Five bird feeders every yard should have to attract a variety of avian species.
“Woodpeckers, jays, nuthatches, chickadees, and finches readily feed in trees, so these will visit higher-set feeders,” writes renowned bird conservation expert Steve Kress in Audubon magazine. “Likewise, cardinals, towhees, sparrows, and juncos usually feed near the ground. Place feeders close to windows so that you can enjoy the action, but beware of large picture windows that may result in collisions. Avoid ground feeders if there is a risk that house cats will pounce from nearby shrubs.”
This screen-bottomed tray sits several inches off the ground and is useful for helping to keep grain and bird excrement from coming in contact with each other. Some designs have covers to prevent snow from accumulating over the seed; others are surrounded by wire mesh to keep out squirrels and large birds such as crows and grackles. Place the feeder in an open location, at least 10 feet from the nearest shrub, to give birds a chance to flee in the event of a cat attack. Ground feeders are especially favored by doves, juncos, sparrows, towhees, goldfinches, and cardinals.
If you are going to put out just one bird feeder, this is the best choice. Be sure to select a model with metal ports around the seed dispensers to protect the feeder from nibbling squirrels and house sparrows. Hang the feeder at least five feet off the ground and position it near a window, where you can enjoy the visitors. These feeders are especially attractive to small birds such as chickadees, titmice, nuthatches, goldfinches, siskins, and purple and house finches.
Suet is readily eaten by titmice, chickadees, nuthatches, and woodpeckers. In addition to the regular suet-feeder visitors, wrens, creepers, and warblers occasionally pick at these mixes.

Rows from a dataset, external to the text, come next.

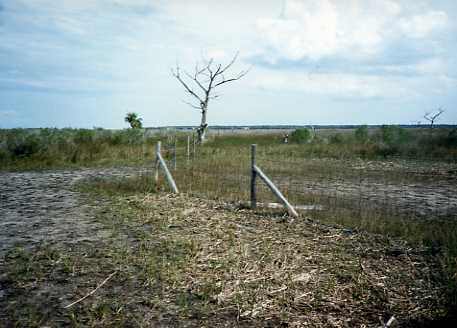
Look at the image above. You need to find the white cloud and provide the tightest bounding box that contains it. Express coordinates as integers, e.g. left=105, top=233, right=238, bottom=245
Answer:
left=251, top=70, right=417, bottom=99
left=398, top=11, right=448, bottom=39
left=257, top=0, right=447, bottom=61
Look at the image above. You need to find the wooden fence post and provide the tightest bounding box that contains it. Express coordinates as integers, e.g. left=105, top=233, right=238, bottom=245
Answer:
left=187, top=136, right=190, bottom=164
left=251, top=144, right=257, bottom=209
left=254, top=165, right=298, bottom=217
left=173, top=137, right=176, bottom=171
left=154, top=141, right=161, bottom=185
left=192, top=138, right=197, bottom=159
left=154, top=141, right=179, bottom=194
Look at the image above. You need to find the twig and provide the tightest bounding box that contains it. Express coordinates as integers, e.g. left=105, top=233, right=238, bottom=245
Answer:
left=64, top=271, right=117, bottom=309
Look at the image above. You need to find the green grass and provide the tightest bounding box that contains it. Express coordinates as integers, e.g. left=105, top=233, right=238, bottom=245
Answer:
left=0, top=127, right=457, bottom=320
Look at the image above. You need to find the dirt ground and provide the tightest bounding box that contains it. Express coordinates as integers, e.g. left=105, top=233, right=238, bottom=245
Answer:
left=0, top=168, right=150, bottom=257
left=0, top=168, right=443, bottom=327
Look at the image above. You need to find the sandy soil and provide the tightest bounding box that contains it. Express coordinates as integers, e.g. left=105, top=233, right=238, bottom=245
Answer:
left=0, top=168, right=150, bottom=258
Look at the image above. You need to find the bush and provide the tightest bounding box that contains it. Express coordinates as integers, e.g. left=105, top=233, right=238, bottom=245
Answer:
left=354, top=125, right=368, bottom=143
left=290, top=129, right=312, bottom=143
left=329, top=133, right=344, bottom=144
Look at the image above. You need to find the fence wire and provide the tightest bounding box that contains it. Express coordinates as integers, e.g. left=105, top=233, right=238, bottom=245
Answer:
left=155, top=141, right=457, bottom=219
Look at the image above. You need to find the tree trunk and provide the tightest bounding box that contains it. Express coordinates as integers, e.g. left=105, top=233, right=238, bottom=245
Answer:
left=197, top=107, right=208, bottom=144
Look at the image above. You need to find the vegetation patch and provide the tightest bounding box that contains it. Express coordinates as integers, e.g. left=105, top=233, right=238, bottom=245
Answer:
left=0, top=194, right=446, bottom=327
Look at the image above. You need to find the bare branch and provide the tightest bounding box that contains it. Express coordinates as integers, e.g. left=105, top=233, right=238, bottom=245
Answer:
left=182, top=100, right=201, bottom=110
left=171, top=52, right=249, bottom=143
left=171, top=67, right=203, bottom=102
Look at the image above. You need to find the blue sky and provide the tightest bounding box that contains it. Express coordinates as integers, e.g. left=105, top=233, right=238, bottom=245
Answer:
left=0, top=0, right=457, bottom=128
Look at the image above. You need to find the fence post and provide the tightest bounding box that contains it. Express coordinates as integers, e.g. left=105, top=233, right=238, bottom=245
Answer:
left=251, top=144, right=257, bottom=208
left=187, top=136, right=190, bottom=164
left=154, top=141, right=161, bottom=185
left=173, top=137, right=176, bottom=171
left=192, top=138, right=197, bottom=159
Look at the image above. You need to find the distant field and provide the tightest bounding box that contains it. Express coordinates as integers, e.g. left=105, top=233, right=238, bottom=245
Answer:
left=0, top=126, right=457, bottom=327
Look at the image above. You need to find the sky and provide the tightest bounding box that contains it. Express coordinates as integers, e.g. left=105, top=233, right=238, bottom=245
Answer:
left=0, top=0, right=457, bottom=128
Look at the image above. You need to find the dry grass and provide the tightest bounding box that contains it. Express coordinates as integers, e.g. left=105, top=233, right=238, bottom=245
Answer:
left=0, top=194, right=445, bottom=327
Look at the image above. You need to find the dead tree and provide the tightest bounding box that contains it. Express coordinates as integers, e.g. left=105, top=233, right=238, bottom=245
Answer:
left=424, top=108, right=444, bottom=128
left=172, top=53, right=249, bottom=143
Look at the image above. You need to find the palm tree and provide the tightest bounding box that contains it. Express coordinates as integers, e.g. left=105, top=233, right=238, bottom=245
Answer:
left=124, top=112, right=143, bottom=129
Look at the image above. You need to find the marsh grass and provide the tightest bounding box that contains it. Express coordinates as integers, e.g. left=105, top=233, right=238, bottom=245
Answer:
left=3, top=127, right=457, bottom=326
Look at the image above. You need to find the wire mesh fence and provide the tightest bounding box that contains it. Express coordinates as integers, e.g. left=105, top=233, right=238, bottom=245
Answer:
left=154, top=138, right=457, bottom=223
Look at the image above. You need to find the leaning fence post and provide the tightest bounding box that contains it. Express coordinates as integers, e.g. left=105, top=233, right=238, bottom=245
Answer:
left=251, top=144, right=257, bottom=208
left=173, top=137, right=176, bottom=171
left=154, top=141, right=160, bottom=185
left=193, top=138, right=197, bottom=158
left=187, top=136, right=190, bottom=164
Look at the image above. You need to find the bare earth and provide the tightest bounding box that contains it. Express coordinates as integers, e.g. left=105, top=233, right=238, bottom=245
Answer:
left=0, top=168, right=149, bottom=258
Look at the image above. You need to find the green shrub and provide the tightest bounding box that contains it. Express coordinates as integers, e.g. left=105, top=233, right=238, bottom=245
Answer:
left=329, top=133, right=344, bottom=144
left=354, top=125, right=368, bottom=143
left=290, top=129, right=312, bottom=144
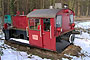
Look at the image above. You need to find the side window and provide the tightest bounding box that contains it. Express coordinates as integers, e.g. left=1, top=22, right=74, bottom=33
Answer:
left=70, top=15, right=73, bottom=23
left=56, top=15, right=62, bottom=27
left=43, top=19, right=50, bottom=31
left=29, top=18, right=40, bottom=30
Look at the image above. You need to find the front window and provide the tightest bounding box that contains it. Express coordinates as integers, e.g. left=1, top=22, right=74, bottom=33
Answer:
left=29, top=18, right=40, bottom=30
left=56, top=15, right=62, bottom=27
left=43, top=18, right=50, bottom=31
left=70, top=15, right=73, bottom=23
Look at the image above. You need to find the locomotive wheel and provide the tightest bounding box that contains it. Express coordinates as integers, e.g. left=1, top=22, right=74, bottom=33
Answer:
left=69, top=34, right=75, bottom=44
left=56, top=40, right=70, bottom=53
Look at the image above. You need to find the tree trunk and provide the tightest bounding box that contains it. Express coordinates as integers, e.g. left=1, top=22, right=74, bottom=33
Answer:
left=2, top=0, right=4, bottom=25
left=17, top=0, right=19, bottom=11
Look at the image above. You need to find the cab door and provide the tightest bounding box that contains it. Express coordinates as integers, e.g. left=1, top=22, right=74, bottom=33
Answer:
left=29, top=18, right=43, bottom=48
left=42, top=19, right=51, bottom=49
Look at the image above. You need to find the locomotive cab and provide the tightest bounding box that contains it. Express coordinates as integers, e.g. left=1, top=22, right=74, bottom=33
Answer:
left=27, top=9, right=75, bottom=52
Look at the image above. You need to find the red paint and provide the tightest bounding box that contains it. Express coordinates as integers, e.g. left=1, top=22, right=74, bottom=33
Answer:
left=12, top=16, right=28, bottom=29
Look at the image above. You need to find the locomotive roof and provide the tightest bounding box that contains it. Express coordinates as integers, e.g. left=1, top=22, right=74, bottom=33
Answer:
left=27, top=9, right=61, bottom=18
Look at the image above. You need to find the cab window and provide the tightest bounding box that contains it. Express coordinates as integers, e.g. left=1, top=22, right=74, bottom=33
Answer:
left=29, top=18, right=40, bottom=30
left=70, top=15, right=73, bottom=23
left=43, top=18, right=50, bottom=31
left=56, top=15, right=62, bottom=27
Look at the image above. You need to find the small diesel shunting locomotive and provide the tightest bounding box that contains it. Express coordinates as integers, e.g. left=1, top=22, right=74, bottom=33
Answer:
left=3, top=8, right=75, bottom=52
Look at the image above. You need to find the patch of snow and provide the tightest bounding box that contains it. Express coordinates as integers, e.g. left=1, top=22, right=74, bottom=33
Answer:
left=10, top=38, right=29, bottom=44
left=0, top=40, right=51, bottom=60
left=75, top=21, right=90, bottom=29
left=1, top=49, right=51, bottom=60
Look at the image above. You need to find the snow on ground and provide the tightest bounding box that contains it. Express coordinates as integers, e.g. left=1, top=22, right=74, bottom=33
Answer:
left=75, top=21, right=90, bottom=29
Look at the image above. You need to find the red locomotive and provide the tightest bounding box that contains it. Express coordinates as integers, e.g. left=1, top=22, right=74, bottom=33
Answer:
left=4, top=9, right=75, bottom=52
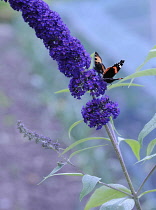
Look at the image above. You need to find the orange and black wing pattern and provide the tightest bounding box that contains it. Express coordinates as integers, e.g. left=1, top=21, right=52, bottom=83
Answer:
left=94, top=52, right=106, bottom=74
left=95, top=52, right=124, bottom=83
left=103, top=60, right=124, bottom=83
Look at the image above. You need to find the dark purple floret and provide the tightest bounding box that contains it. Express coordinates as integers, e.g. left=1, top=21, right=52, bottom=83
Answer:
left=69, top=69, right=107, bottom=99
left=5, top=0, right=91, bottom=77
left=81, top=96, right=120, bottom=130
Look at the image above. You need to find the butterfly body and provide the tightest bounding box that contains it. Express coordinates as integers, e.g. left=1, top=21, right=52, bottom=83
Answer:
left=94, top=52, right=124, bottom=83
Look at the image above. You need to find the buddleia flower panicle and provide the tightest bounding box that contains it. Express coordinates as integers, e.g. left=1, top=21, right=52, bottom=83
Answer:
left=69, top=69, right=107, bottom=99
left=4, top=0, right=91, bottom=77
left=17, top=121, right=60, bottom=151
left=81, top=96, right=120, bottom=130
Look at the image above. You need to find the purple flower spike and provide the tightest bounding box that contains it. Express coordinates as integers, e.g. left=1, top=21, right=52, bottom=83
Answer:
left=81, top=96, right=120, bottom=130
left=4, top=0, right=91, bottom=77
left=69, top=69, right=107, bottom=99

You can hang suet chunks from a tree in an onion bag or a half-inch hardware-cloth basket, or in a more durable cage feeder like the one shown here. You can also make your own suet pudding and feeder. Suet puddings are made by grinding and melting suet and adding seeds. (There is no evidence that suet puddings are more attractive to birds than chunks of suet.) Pack peanut butter-cornmeal blends (when you mix the peanut butter with cornmeal it not only stretches the expensive peanut butter but also makes this sticky treat easier to swallow) and suet puddings into the crevices of large pinecones or into one-inch-diameter holes drilled into logs. Hang the pinecones and the logs from poles near other feeders, from trees, or from a wire stretched between trees. Avoid feeding suet when temperatures climb into the 80-degree range; it turns rancid and drippy and may damage feathers.
Hopper feeders provide dry storage for several pounds of mixed seed, which tumbles forward on demand. Position hopper feeders on a pole about five feet off the ground. Hopper feeders attract all of the species tube feeders attract, as well as such larger birds as jays, grackles, red-winged blackbirds, and cardinals.
Especially designed to dispense niger seed, also known as thistle seed -different from the prickly garden weed-these feeders typically have tiny holes that make the seed available only to small-beaked finches such as goldfinches, redpolls, and pine siskins. Thistle-seed-dispensing bags are not recommended, since squirrels can easily tear holes in them and waste this expensive seed. Hang your thistle feeder from a tree or place it on a five-foot pole near other feeders, taking care to protect it from squirrels with a special baffle.